Conclusies van partijen
- 13.
- Verzoekster concludeert dat het het Gerecht behage:
de Commissie te veroordelen tot vergoeding van de schade die zij heeft
geleden en nog steeds lijdt ten gevolge van het feit dat het saldo van de in
de factuur beschreven diensten nog steeds niet is betaald;
de Commissie eveneens te veroordelen tot betaling van de interesten sedert
de vervaldag van het saldo totdat dit wordt voldaan;
de Commissie te verwijzen in de kosten.
- 14.
- De Commissie concludeert dat het het Gerecht behage:
het beroep te verwerpen;
verzoekster te verwijzen in de kosten.
Ten gronde
Argumenten van partijen
- 15.
- Verzoekster merkt op, dat de Commissie volgens de overeenkomst binnen twee
maanden na overlegging van een factuur tot betaling dient over te gaan.

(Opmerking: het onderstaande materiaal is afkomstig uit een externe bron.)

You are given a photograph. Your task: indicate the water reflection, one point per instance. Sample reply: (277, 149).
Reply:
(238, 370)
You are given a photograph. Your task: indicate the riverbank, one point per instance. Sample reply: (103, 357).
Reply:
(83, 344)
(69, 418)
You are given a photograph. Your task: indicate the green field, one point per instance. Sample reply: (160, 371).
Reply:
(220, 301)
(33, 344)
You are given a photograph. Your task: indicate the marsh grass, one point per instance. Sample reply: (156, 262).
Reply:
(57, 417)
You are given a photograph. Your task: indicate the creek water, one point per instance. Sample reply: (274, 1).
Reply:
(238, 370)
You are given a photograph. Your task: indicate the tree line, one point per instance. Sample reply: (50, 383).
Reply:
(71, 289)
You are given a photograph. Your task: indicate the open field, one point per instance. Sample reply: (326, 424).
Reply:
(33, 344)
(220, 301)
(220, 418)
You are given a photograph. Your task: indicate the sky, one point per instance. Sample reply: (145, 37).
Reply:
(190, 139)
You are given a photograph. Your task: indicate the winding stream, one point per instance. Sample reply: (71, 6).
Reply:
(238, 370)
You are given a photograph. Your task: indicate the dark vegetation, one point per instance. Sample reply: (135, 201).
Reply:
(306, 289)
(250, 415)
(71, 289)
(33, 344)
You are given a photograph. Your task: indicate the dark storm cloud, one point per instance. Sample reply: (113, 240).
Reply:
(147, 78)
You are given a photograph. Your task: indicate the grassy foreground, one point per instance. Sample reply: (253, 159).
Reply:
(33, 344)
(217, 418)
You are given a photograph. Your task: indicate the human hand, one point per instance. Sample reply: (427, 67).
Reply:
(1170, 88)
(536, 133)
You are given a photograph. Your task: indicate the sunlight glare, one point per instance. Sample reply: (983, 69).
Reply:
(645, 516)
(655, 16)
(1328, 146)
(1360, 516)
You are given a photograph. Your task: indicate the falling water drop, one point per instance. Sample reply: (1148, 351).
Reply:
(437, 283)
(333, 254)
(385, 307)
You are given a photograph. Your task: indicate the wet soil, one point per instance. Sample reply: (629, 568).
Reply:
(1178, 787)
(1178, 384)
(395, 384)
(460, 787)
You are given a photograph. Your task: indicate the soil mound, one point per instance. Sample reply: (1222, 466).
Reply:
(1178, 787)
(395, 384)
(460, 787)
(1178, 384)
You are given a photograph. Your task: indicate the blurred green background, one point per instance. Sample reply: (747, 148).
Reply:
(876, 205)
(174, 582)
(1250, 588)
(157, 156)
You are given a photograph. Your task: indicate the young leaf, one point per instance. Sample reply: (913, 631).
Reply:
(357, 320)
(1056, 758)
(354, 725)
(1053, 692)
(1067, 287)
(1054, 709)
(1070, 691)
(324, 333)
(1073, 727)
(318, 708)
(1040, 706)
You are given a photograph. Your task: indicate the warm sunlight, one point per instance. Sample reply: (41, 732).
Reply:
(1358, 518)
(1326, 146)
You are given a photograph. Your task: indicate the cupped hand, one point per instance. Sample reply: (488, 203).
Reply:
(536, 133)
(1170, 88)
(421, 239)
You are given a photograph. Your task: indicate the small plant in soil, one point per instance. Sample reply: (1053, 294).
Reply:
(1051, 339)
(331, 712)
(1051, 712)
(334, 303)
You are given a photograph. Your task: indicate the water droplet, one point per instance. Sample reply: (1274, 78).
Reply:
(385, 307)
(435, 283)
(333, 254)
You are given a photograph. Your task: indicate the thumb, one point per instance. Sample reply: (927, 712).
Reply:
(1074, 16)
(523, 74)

Deze
termijn mag enkel worden overschreden in geval van een betwisting inzake de in
de factuur bedoelde prestaties of wanneer de factuur en de documentatie
onvolledig zijn (artikel 7.2 van de overeenkomst).
- 16.
- In casu is de factuur opgesteld op 6 maart 1997. Op de dag waarop het
onderhavige beroep is ingesteld, was zij evenwel nog steeds niet betaald, hoewel er
geen sprake was van een betwisting als bedoeld in artikel 7.2 van de overeenkomst.
- 17.
- Aangezien de Commissie haar contractuele verplichtingen niet is nagekomen en
geen formele verklaring voor de vastgestelde vertraging heeft gegeven, vordert
verzoekster vergoeding van de door haar geleden schade, zijnde het bedrag van de
onbetaalde factuur, vermeerderd met de interesten sedert het verstrijken van de
termijn van twee maanden na ontvangst van de factuur.
- 18.
- Verzoekster beklemtoont, dat haar geen schendingen in het stadium van de
voorbereiding van de overeenkomst kunnen worden verweten; zij had toen een
volledige en waarheidsgetrouwe documentatie overgelegd, zowel betreffende de
datum van haar oprichting, haar vermogenssituatie als het beroepsverleden van
haar bestuurders.
- 19.
- Wat de uitvoering van de overeenkomst betreft, betwist verzoekster niet dat de
oprichting van een databank, hetgeen een van de onderwerpen van de
overeenkomst was, niet is verwezenlijkt. Dit zou evenwel een gevolg zijn van het
uitdrukkelijk verzoek van de medecontractant. De wetenschappelijke opdrachten
waren op uitdrukkelijk verzoek van de ambtenaren van het EBC uitgesteld tot de
tweede fase van de overeenkomst. In wisselwerking daarmee was verzoekster belast
met administratieve taken die steeds meer beslag op haar tijd legden, zoals blijkt
uit een brief van de Commissie van 28 mei 1996, getiteld Nota aan het personeel
van het [EBC] Er is dus geen sprake van een gedeeltelijke niet-uitvoering van de
overeenkomst door verzoekster, maar van de uitvoering van andere taken op
verzoek van de medecontractant.
- 20.
- In die omstandigheden is volgens verzoekster de betaling van het saldo voor de
prestaties betreffende de eerste fase van de overeenkomst gerechtvaardigd en
legitiem, aangezien het saldo betrekking heeft op een vervangende activiteit die
verzoekster op uitdrukkelijk verzoek van de medecontractant heeft uitgevoerd.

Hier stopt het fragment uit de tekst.